With every decision we make, we are pushing something forward in the world, small or large. I'm talking about the idea of carrying a torch in relation to music in this post but you could apply the metaphor to any aspect of your life - what you eat, what you wear, what kinds of jokes you make, etc.
I am starting to understand that my need to write music is the carrying of a torch. The torch is a burning flame combining everything I love - the dreamy, dark chord world of Janacek and Schumann, the vocal gestures and emotion of Jim Morrison, Tori Amos and others, classical piano and Beethoven's string quartets, not to mention jazz, atonal and experimental music. This and much more is in my torch and combines to form my music - my sound world.
Each of the people I mentioned above carried a torch of the things they loved and felt driven to put forward.

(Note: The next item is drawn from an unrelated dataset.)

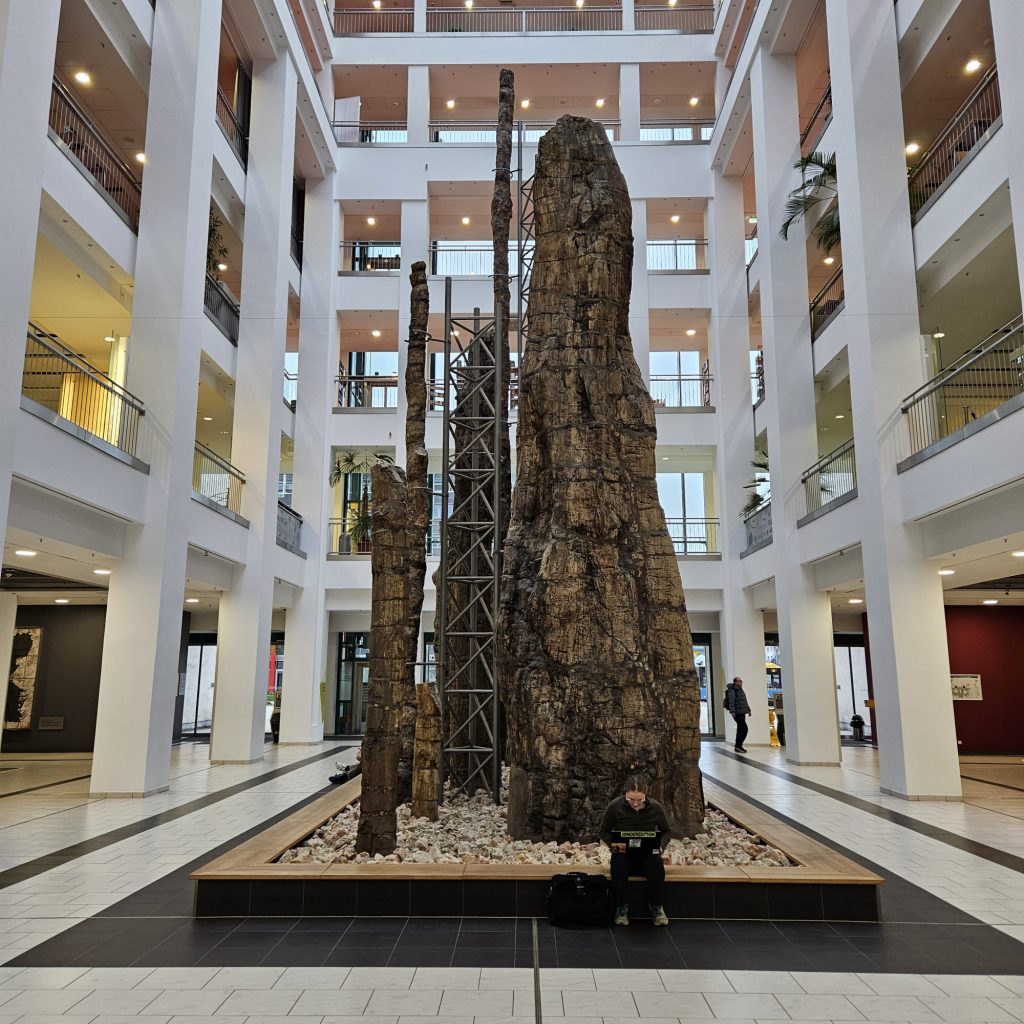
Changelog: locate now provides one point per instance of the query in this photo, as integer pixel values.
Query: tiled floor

Our lifetime is short and I see my task in music as being an amplification of the things I love and find important.
In classical music everything was written down and therefore I can study a piano sonata that was written two hundred years ago and give a performance that I can be fairly sure is similar to one that was given 200 years ago. On the one hand this is fantastic - what a preservation!
But quite honestly studying classical piano, as beautiful and enriching as it was, left me with an emptiness and the feeling that I was putting myself in a museum. I devoted countless hours to someone else's music and expression. That stopped making sense to me.
And while it is fun to cover a Beatles song, the song is so interwoven with the performers, as with all good pop music, that really it doesn't call out to be reproduced (in my opinion) for any serious musical reasons, besides as a tribute to the original artist. Most covers are fun or nostalgic - drinking a beer, playing guitar and singing a good ol' Beatles tune never did no one no harm.
In connection with this idea of covering songs, I think pop music is more comparable to folk music in terms of what is preserved and that is why I try to see myself as simply a torch carrier in my lifetime. When I die, my music dies but perhaps some elements of Janacek, Schumann, Beethoven, Mingus, Feldman etc. will live beyond me in this world thanks to my devotion.
Whatever happens, my devotion is true and my discipline strong. In a time where popular music has become a capitalistic product that often leaves me desiring more depth and sincerity, I am happy to be independent and experimental - to be totally loyal to the things that inspire me no matter what.
I feel this way about my musical torch and any other that I carry. It may light the way unconventionally - it may burn a different shade of fire and earn me funny sideways glances - but it always lights a fulfilling and truthful path.